Claire Sourdin
Dr. Claire Sourdin
Vita
Claire Sourdin a rédigé une thèse en histoire de l’art moderne à l’université Paris 1 Panthéon-Sorbonne intitulée Nature et artifices : la pastorale en peinture en France au XVIIIe siècle qui sera soutenue en décembre 2024. Ses intérêts de recherche portent principalement sur le paysage et les représentations de la vie champêtre à la fin de l’époque moderne (XVIIe-XVIIIe siècles) en peinture, en dessin et en gravure. Ses recherches sur la représentation de la nature l’ont conduite à prendre en compte l’histoire du goût et des sensibilités à cette période. En novembre 2023, elle a co-organisé un colloque sur « L’auctorialité du collectionneur d’estampes (XVIIe-XIXe siècle) », et codirigé l’édition du douzième numéro de la revue Histo.art des Éditions de la Sorbonne, Le fond de l’œuvre. Arts visuels et sécularisation à l’époque moderne paru en septembre 2020. Elle a également participé, entre autres, à l’élaboration d’un Dictionnaire historique et critique des animaux paru en 2024, pour lequel elle a écrit les articles « Berger, représentation » et « Bête à laine, représentation ».
Axes de recherche
Projet de recherche dans le cadre du sujet annuel 2024/26 « Nature » :
François Boucher et la nature : le paysage comme lieu de l’écart (1725-1770)
Ce projet de recherche se propose de questionner la nature à travers l’étude du corpus de la peinture de paysage chez François Boucher suivant deux grands axes : le premier d’ordre économique au sens didactique, c’est-à-dire des éléments organisés formant un ensemble nécessairement construit en peinture. Cette première voie, qui se place du côté de la production de l’œuvre d’art, questionne aussi un rapport topographique de l’espace représenté et de l’identification du lieu que l’on a voulu représenter.
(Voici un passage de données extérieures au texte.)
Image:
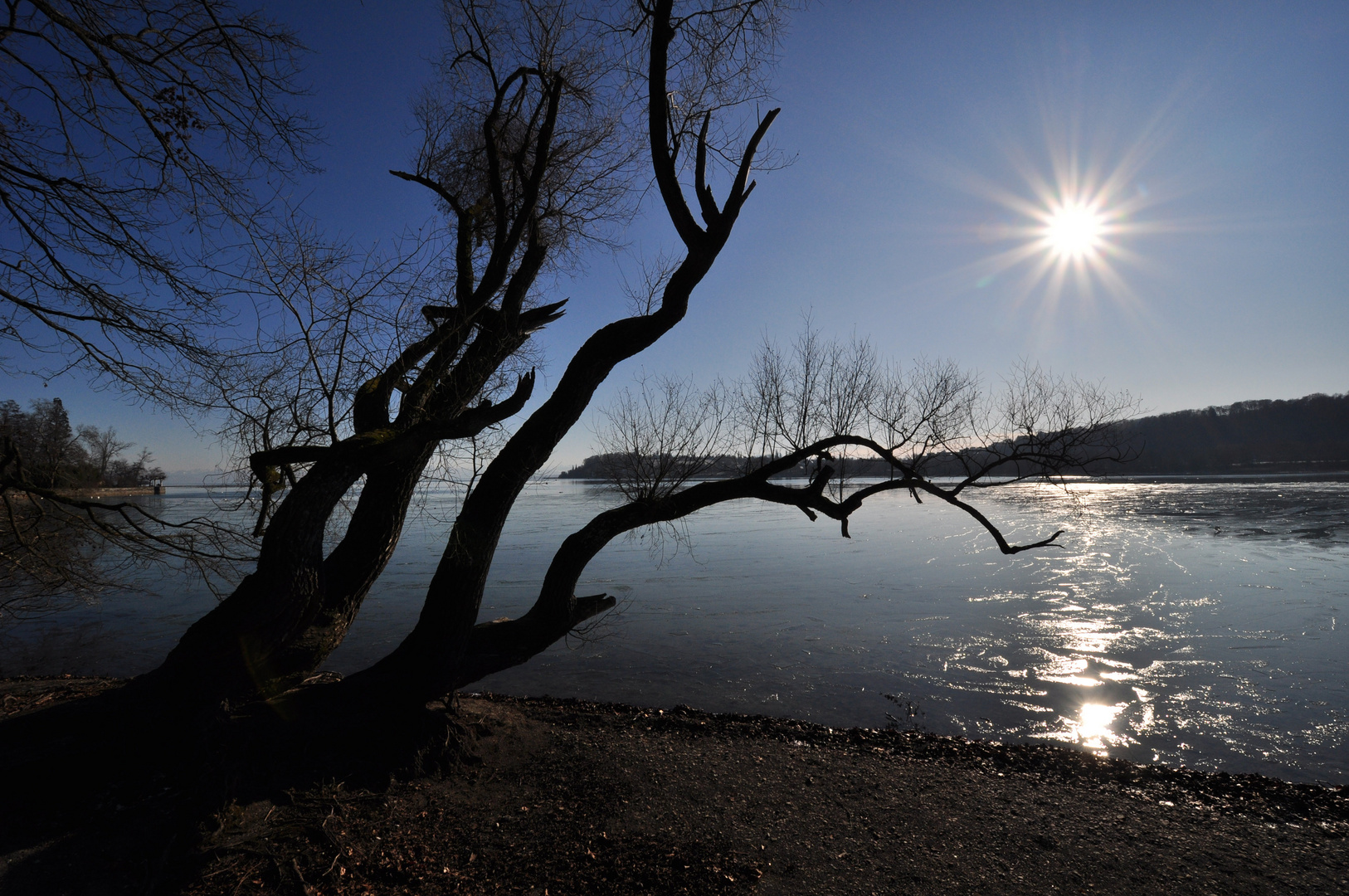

La problématique du paysage interroge immanquablement la trilogie agraire ager-saltus-silva qui caractérise et différencie les espaces naturels. Espace clos et souvent ouvert sur le spectateur, les paysages de Boucher présentent presque toujours un locus amœnus opposé au locus terribilis, posant ainsi de fait la question d’une symbolique de l’espace, mais aussi celle de la vraisemblance (corolaire des questionnements sur la vérité). Le choix opéré par le peintre dans la restitution des éléments naturels (plantes, minéraux, animaux) et l’exclusion de certains autres, propres à l’espace paysager tel qu’il se donne à voir véritablement, rendent possible une lecture en creux des éléments absents. Des réflexions autour de la matérialité (dans le cadre notamment du paysage gravé) permettent d’envisager la manière dont, d’un point de vue technique, le peintre restitue la nature dans ses tableaux par des jeux d’empâtement, d’association de couleurs ou encore d’incisions dans la plaque de cuivre dans le cas de la gravure. Enfin, la matérialité de l’œuvre d’art questionne le rapport entretenu (ou distendu) avec une réalité agronomique et botanique de cette période qui n’ont jamais été mises en regard avec ce corpus, tout comme les enjeux politiques de ces espaces naturels au XVIIIe siècle (jardins, terres agricoles, etc.).
Le second axe envisagé est d’ordre social : il s’agira de questionner le paysage comme espace naturel distant du monde, lieu en retrait et espace de retraite. Elle pose la question de la pratique et de l’usage de ces espaces de sociabilité en ouvrant la voie à la question des figures présentes dans ces paysages : leur statut, leurs interactions (entre elles et avec la nature), etc. Le caractère artificiel et chimérique des paysages de Boucher implique une tension entre la poétique fondamentale et le réel. De tels questionnements rendent visibles des effets de projection de l’œuvre sur le spectateur. Nous entrevoyons ici une possibilité expressive et narrative de la nature peinte à travers ces nouveaux éléments de comparaison, par-delà l’impression d’un monde suranné et du caractère factice qui s’en dégage à première vue.